帰りの新幹線。再びカイトとツヨシだけになる。
「濃密な二日間だったな」
「そうだな。でも、色々と収穫はあったんじゃないか?」
「ああ。今まであまり他の作家と関わってこなかったけど、思ったよりも参考にはなるな」
「で、珍しくスマホなんかいじって、何をしている」
「宵渕先生に教えてもらったSNSに登録してるだけだ」
「今まで面倒くさがってやらなかったのに。どんな心境の変化だ?」
「他の作家と気軽に連絡を取れるのは心強いなと思っただけだよ。宵渕先生たちと知り合えたのはツヨシのおかげだ。ありがとな」
「別に、お前のためじゃない」
ツヨシが照れたようにそっぽを向いた。
「ラブコメのヒロインみたいな台詞だな」
カイトはそう言って笑い、ふと後ろを振り向いた。
「どうした?」
「いや、別に」
誰かに見られているような気がした。
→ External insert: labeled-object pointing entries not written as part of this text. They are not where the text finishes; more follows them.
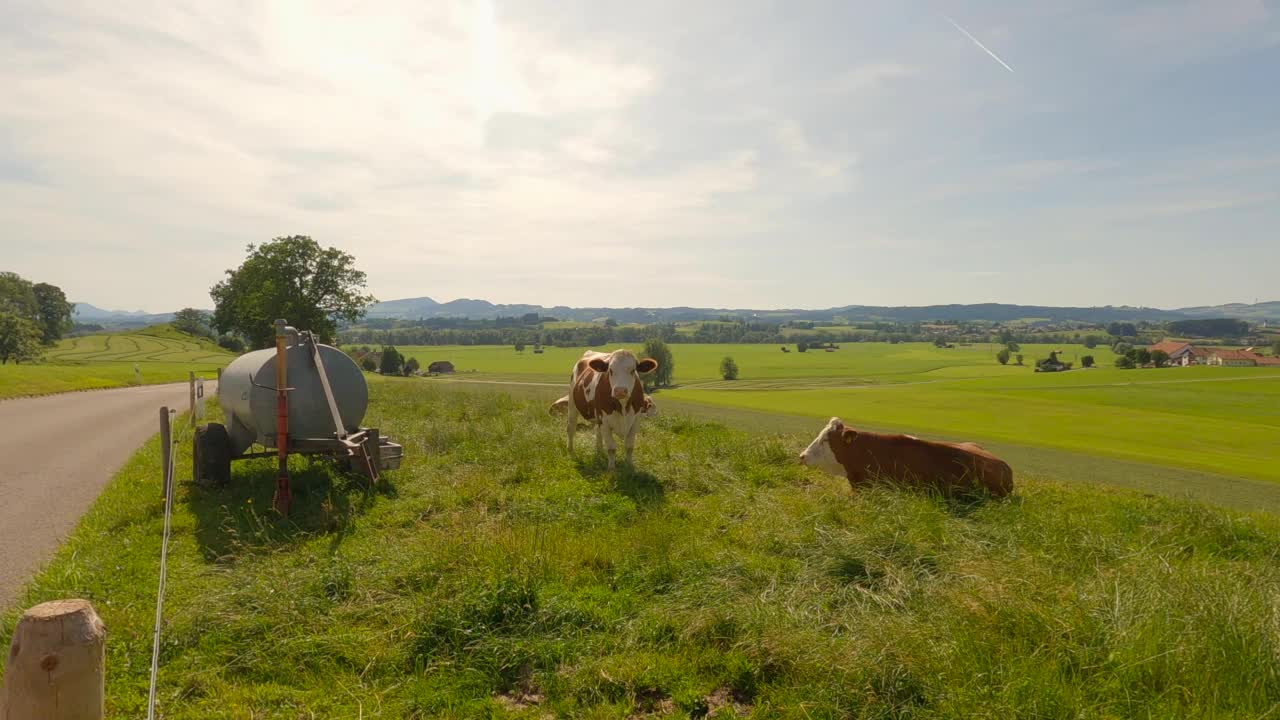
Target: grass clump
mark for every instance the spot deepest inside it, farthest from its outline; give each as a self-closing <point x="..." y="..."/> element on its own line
<point x="494" y="575"/>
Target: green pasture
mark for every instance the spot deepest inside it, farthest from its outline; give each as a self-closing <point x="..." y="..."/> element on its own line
<point x="1217" y="420"/>
<point x="496" y="575"/>
<point x="160" y="354"/>
<point x="872" y="361"/>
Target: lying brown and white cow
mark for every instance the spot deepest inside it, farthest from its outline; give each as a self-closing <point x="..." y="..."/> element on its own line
<point x="947" y="466"/>
<point x="606" y="390"/>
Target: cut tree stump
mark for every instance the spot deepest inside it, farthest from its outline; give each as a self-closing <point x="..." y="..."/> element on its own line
<point x="56" y="664"/>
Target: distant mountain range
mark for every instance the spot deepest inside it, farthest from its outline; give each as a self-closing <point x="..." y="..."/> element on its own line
<point x="425" y="308"/>
<point x="91" y="314"/>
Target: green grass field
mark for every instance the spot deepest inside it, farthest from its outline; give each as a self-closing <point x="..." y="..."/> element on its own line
<point x="161" y="355"/>
<point x="1217" y="420"/>
<point x="872" y="363"/>
<point x="496" y="577"/>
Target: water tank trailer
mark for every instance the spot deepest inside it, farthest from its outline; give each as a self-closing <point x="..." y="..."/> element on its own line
<point x="300" y="397"/>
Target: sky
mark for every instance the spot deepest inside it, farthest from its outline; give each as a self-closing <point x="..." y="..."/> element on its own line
<point x="726" y="154"/>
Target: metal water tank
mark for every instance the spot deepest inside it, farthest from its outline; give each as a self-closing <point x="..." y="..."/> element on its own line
<point x="246" y="393"/>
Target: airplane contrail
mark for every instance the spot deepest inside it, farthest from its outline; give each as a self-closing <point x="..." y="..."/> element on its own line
<point x="984" y="49"/>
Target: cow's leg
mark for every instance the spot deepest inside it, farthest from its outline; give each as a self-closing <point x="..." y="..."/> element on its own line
<point x="571" y="425"/>
<point x="631" y="437"/>
<point x="611" y="445"/>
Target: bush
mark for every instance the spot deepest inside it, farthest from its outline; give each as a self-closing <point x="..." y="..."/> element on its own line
<point x="728" y="369"/>
<point x="231" y="342"/>
<point x="392" y="361"/>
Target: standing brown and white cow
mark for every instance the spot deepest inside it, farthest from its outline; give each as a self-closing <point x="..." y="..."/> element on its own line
<point x="947" y="466"/>
<point x="606" y="390"/>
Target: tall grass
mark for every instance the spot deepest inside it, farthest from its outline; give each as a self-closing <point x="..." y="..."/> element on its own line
<point x="494" y="575"/>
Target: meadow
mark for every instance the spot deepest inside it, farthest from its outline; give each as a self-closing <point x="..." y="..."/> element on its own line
<point x="1215" y="420"/>
<point x="161" y="355"/>
<point x="494" y="575"/>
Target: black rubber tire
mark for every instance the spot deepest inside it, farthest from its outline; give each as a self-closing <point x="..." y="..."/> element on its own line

が、振り向いた先には他の乗客がいて、思い思いの方法で時間を潰しているだけだった。
それでも感じた視線は、どこか冷たいものだったような気がして……。
しかし、それを確かめる方法はない。
「またあれか?」
「ああ」
今までも何度かあった視線だった。気のせいと言われてしまえばそれまでだが、カイトの脳裏には悪い予感が渦巻いていた。
「ただ単に、誰かがお前に見とれているだけだと思うがな」
「それだけならいいんだけど……」
ストーカー。そんな単語が浮かぶ。
「なあ、カイト」
一息つくために外の景色を眺めていると、ツヨシが、いつになくシリアスな口調で切り出した。
「どうした?」
「一つ、言っておかなくてはならないことがあるんだが」
空気が変わった。
「かなり大事な話みたいだな」
カイトは身構える。
「そうだな。ただ――」
そこで一度、時間をたっぷり使って。
「すまない。今回はやっぱりやめておく」
結局、ツヨシは内容を話すことをやめた。
「なんだ、それ」
気にはなるが、本人に話す気がないならば仕方がない。
「心の準備ができたら、ちゃんと話す」
「わかったよ」
こうして、二日間の執筆合宿は幕を閉じた。